Lt. Gen. Jack C. Stultz, Chief of the Army Reserve, told Stripes that he foresees mobilizing reservists once every five years even after the wars in Iraq and Afghanistan, as a recruiting tool. (Lisa Burgess / S&S)
ARLINGTON, Va. — Once the wars in Iraq and Afghanistan are over, Lt. Gen. Jack Stultz, chief of the Army Reserve, plans to keep reservists mobilized once every five years.
“I think that would be a great recruiting tool,” Stultz told Stars and Stripes in an Aug. 3 interview in his Pentagon office.
“What if I could tell you, as you’re coming out of high school, ‘Join the Army Reserve, and about every five years I’m going to send you somewhere in the world for a wonderful experience?’”
However, Stultz added, “Here’s where I’ll caveat that a little bit.”
Instead of having a “wonderful experience” in a combat zone such as Iraq for 12 months, he said, “it might be to Hungary. It might be to Korea. This is a security cooperation-type exercise,” not a war.
“Hopefully, it won’t be for 12 months,” Stultz said. “Maybe you’re going to be over there for six months, and then come back.”
The five-year rotation cycle is part of the Army’s so-called “force generation model.” That is the plan Army leaders came up with to fit their vision of an Army that is moving back to the United States from Europe and South Korea and focusing on an “expeditionary” approach, with units more or less constantly deployed and exercising with allies around the globe.
To keep the Army Reserve ready and relevant, it’s important for the component’s soldiers to play a role in those exercises, Stultz said.
“Those soldiers … want to feel like they are utilizing those talents they’ve been trained for,” Stultz said. “I see great value in that.”
The rotation model also helps ensure that the Army spreads its resources more evenly and fairly than in the past, Stultz said.
He cited one of his mentors, Army Gen. David McKiernan, who was the 3rd U.S. Army/Combined Forces Land Component Commander in Iraq while Stultz was serving in Kuwait and Iraq during Operation Iraqi Freedom for 22 months between 2002 and 2004.
McKiernan, who is now commander of U.S. Army Europe, “uses the analogy of ducks and eagles,” Stultz said.

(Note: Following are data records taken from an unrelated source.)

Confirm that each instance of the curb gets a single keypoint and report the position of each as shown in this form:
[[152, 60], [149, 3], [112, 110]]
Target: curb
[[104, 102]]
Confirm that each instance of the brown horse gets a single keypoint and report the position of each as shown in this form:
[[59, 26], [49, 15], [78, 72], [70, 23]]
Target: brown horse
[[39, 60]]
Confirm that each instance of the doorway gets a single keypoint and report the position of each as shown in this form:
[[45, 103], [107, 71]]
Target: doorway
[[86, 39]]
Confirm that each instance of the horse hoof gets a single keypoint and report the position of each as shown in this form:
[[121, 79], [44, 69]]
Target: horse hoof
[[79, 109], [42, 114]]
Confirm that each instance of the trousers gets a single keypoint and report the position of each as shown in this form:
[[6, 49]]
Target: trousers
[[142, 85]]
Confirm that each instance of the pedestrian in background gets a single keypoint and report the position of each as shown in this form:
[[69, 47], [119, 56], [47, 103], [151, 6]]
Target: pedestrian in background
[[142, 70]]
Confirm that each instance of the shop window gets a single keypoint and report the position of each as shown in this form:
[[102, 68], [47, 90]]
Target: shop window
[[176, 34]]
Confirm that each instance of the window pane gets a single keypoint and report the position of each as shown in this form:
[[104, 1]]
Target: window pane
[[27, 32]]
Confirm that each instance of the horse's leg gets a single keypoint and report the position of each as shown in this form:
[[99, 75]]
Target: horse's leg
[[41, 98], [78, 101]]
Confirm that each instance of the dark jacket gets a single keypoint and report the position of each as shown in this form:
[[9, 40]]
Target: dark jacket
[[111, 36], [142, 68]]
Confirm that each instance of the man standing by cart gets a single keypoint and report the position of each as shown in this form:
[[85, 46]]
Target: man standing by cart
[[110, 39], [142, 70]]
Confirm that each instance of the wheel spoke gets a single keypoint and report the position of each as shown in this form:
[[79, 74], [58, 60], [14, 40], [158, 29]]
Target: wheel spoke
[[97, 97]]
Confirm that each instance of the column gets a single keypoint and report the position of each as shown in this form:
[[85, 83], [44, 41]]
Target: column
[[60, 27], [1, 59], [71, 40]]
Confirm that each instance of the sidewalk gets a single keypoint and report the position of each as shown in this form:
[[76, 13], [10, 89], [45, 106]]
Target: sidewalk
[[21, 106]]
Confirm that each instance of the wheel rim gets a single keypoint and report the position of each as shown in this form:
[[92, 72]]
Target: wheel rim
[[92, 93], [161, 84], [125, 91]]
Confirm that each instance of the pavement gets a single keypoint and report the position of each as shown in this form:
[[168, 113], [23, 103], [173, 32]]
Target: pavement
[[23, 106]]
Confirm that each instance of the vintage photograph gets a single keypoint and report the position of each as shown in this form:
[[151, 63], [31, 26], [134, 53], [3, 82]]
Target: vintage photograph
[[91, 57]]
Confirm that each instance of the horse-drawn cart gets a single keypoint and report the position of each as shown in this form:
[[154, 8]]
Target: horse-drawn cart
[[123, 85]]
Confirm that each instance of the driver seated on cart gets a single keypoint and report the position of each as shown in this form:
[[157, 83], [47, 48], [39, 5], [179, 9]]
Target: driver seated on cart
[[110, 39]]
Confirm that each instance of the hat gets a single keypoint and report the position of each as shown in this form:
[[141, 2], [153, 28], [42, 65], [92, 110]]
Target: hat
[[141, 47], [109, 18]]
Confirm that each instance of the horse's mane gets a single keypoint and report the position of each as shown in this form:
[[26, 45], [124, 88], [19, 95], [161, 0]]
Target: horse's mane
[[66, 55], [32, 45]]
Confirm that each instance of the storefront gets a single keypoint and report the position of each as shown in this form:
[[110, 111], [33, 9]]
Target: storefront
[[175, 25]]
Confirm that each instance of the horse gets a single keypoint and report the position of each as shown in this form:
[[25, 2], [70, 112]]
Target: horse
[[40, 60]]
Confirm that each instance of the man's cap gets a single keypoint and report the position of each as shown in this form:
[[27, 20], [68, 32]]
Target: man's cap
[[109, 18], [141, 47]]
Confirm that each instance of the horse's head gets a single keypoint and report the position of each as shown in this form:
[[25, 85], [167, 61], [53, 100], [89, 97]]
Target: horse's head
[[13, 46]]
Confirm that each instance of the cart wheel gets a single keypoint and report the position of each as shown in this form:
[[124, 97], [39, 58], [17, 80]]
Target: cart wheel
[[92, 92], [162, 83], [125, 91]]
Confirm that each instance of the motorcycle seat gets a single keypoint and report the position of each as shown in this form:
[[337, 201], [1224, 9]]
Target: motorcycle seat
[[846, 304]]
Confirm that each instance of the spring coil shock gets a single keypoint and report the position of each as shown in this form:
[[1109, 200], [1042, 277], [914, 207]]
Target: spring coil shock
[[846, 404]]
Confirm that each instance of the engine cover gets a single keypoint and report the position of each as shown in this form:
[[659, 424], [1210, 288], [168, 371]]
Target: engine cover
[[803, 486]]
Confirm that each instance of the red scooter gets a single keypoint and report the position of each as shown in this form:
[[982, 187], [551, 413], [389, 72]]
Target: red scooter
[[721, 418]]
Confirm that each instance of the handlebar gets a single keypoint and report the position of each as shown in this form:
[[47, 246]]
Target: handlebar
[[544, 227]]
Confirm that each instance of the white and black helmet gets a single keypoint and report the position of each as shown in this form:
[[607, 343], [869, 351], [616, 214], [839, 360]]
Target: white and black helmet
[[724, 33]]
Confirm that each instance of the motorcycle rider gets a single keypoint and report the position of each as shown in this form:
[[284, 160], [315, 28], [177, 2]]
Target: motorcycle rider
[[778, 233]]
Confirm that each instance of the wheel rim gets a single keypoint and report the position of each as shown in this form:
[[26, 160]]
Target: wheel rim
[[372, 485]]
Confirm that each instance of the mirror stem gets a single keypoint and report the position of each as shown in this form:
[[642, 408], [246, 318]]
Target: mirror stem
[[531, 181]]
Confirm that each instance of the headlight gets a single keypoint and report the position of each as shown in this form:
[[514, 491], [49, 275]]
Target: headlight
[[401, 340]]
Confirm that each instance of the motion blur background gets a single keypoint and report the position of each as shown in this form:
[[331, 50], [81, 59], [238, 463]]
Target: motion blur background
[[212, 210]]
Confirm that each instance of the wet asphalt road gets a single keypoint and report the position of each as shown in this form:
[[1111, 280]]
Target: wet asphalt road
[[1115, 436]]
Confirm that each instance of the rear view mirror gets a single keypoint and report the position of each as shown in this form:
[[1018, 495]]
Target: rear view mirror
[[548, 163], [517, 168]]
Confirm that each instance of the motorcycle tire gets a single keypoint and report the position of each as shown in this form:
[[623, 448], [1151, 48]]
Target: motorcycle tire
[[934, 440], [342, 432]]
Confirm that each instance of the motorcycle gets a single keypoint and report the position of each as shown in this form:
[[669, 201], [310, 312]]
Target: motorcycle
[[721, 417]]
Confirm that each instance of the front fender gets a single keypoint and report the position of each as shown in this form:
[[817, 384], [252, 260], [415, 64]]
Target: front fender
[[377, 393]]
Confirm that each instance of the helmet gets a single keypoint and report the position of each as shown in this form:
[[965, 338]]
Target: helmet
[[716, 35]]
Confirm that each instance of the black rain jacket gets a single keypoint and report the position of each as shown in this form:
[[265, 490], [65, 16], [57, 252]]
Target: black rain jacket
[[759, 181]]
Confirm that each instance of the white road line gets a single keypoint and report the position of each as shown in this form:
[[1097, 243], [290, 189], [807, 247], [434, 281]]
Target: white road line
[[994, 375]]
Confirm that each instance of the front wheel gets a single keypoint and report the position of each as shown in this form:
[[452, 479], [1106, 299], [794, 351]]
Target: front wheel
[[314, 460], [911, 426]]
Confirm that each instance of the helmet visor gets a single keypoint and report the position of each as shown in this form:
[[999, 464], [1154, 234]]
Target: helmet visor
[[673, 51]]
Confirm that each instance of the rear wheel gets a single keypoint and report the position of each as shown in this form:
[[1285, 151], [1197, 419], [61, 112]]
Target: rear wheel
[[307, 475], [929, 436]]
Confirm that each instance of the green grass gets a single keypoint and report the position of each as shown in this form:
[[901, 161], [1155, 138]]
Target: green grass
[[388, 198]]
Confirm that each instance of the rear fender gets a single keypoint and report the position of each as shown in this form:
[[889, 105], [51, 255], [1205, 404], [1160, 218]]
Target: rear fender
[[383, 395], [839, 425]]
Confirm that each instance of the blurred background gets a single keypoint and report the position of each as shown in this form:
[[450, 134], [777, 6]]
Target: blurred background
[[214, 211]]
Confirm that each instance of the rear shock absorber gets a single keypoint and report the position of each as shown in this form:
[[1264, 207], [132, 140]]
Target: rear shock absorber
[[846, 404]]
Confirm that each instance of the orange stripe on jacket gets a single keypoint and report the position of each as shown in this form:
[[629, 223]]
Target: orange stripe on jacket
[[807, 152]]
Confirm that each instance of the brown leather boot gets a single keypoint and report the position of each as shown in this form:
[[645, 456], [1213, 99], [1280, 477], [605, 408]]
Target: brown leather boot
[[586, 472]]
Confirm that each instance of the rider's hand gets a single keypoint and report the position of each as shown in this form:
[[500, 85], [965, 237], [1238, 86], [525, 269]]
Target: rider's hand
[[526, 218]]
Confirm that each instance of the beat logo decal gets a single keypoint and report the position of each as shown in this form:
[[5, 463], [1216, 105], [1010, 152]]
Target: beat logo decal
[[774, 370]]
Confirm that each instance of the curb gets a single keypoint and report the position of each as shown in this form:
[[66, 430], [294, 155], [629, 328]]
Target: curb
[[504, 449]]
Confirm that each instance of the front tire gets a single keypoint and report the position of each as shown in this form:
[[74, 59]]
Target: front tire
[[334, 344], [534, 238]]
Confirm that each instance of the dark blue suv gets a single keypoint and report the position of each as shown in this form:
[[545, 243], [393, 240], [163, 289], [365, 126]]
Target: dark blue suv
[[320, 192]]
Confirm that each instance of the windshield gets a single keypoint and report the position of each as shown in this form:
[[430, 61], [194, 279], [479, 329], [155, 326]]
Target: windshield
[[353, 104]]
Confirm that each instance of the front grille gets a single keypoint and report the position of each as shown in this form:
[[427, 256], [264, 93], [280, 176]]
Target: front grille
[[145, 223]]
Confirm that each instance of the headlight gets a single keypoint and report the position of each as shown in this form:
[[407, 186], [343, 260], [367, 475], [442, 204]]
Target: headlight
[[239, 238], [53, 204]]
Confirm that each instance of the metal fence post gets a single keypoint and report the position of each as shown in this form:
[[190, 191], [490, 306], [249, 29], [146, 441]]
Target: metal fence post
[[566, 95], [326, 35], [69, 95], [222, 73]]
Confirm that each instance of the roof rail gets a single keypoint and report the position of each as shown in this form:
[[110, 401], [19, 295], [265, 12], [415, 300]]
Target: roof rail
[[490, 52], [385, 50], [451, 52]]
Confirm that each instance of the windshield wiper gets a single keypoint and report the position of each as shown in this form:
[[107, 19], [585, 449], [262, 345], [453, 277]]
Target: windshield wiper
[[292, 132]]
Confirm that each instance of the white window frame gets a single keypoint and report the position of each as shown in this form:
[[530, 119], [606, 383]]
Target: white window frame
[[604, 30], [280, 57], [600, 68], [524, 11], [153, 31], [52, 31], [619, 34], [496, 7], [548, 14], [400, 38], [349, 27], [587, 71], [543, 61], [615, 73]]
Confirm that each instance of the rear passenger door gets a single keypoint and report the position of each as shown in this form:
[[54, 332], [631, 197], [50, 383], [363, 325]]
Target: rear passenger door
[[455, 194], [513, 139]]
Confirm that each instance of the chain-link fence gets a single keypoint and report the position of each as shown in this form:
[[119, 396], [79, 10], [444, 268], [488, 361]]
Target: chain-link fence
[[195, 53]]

In the Army’s old concept of tiered readiness, Stultz said, “If you were the DRB (division ready brigade) for the 82nd [Airborne Division], you were an eagle. You got everything you needed.
“But there were a lot of ducks down here that were very low-resourced, low-priority units. And there were a lot of those units in the Army Reserve.”
In the Army’s force generation model, “everybody gets to be a duck, and everybody gets to be an eagle,” Stultz said.
“You start out as a duck, and you grow up to be an eagle.”